However, given the way the code calculates the probability matrix ("pr"), I don't think that's what's actually happening. The code correctly generate a range of lambda values and raises each delta to those values ("delta_pows"), creating an array of A hyperparameters for the topic-word combination corresponding to each delta. The code also calculates the norm vector and multiplies each probability calculation (whether in "Populate_prob" or "Calculate_phi") by that weight.
So far, so good. The problem, I think, is that the code makes a single count for each word for each known topic ("n_w[t]"). It then multiplies this count by each of the delta^lambda values for each topic-word combination (by default, 5 of them), weights the products by the "norm" vector, and sums them all up (I'm leaving out the other terms, for the sake of simplicity, but those, like the topic-word count, are all constant for a given topic-word combination).
Mathematically, the result of this is not all that different from using a single value of lambda (equal to mu): because the deltas are raised to the powers of the (5) different lambda values before we take a weighted average, and all of the lambda values are typically less than 1, the values of phi (and the estimates in the "pr" vector) will all be a little larger than they would be with a single value of lambda; for larger deltas, the effect is more pronounced, but it's still not big. It's not quite the same as using a single lambda but it's pretty close.
If you're actually trying to accomplish what I understand that you want to accomplish, the change you'd need to make in the code is to skip the summation step in "Populate_prob", and to pass each of the A individual probability estimates back to "Pop_sample". In effect, you'd treat each topic-lambda combination as a separate topic, and preserve a separate count for each in "n_w" (meaning adding a third dimension to that matrix for the known topics). If everything goes correctly, the word counts for each topic-word combination should increase for the two values of lambda that bracket the true value (or for just one value, if the true value is greater than two standard deviations from the mean), while the counts for other values of lambda should shrink towards 0.
I do have one other question: given Bayesian assumptions, the larger the corpus, the less the effect of the priors from the knowledge source should be; for an infinitely large corpus, the knowledge source would have no effect at all. Is that intentional? That is, does your model assume that the data will eventually reveal the proper topics, given a large enough corpus, but simply needs a little boost in the beginning, or are you trying to impose a type of order that couldn't be drawn from the data alone? Either objective might be correct for different applications, but which one you pick could influence how you deal with the issue I originally raised (for example, if you want to let the data speak, I'm not sure you need an algorithm to find the right value of lambda, since the effects of the deltas are decreasing even as you're estimating the lambdas they modify).

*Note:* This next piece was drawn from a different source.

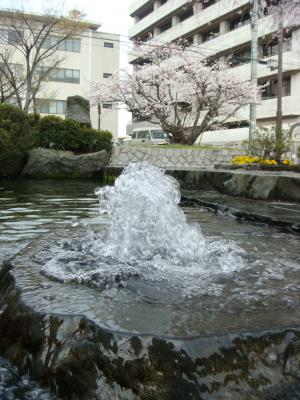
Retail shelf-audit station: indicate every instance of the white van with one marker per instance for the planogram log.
(149, 136)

I think that is a good approach, keeping a count of the normal interval is good as it implies a Dirichlet prior as opposed to a normal one. One of the co-authors initially suggested this method but we inevitably went with a normal prior to simplify the model. The Dirichlet has a lot of computation advantages and is more Bayesian so eventually we will go this direction. Keeping the counts with the model as is and adding another dimension to the known topics is fine as well though if I understand it correctly I think it would work out to be the same thing.

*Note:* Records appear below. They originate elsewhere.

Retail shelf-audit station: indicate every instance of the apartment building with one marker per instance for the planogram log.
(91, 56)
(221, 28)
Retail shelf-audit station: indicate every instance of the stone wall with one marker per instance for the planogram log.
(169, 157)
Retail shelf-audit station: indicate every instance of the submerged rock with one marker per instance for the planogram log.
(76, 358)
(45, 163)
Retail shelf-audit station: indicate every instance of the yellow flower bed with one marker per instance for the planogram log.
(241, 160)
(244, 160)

A large corpus or a small corpus and a large knowledge source are a weakness of the model. I think this can be mitigated by normalizing the counts but I've been lucky in that the data sets and knowledge sources I work with are pretty similar and do not skew the results one way or the other.
As for the original issue...I'm pretty sure that if you add that dimension, it won't work out to the same thing. I had a hard time with the explanation above, but another way to think about it is in terms of information:
In the current implementation, the code calculates a separate value of "pr" (probability of a given word) for each interval for each known topic. Thus, we have a separate bit of information for each interval along the probability density function. When all of those values of "pr" are summed up for a given topic, we lose all of the information that distinguishes one interval from another--all we have left is information for the topic as a whole, and that's what gets passed to the next iteration. However, we if we treat each interval as a topic, we keep that information and pass it through to the next iteration, and so the phi estimates for the different intervals start to diverge.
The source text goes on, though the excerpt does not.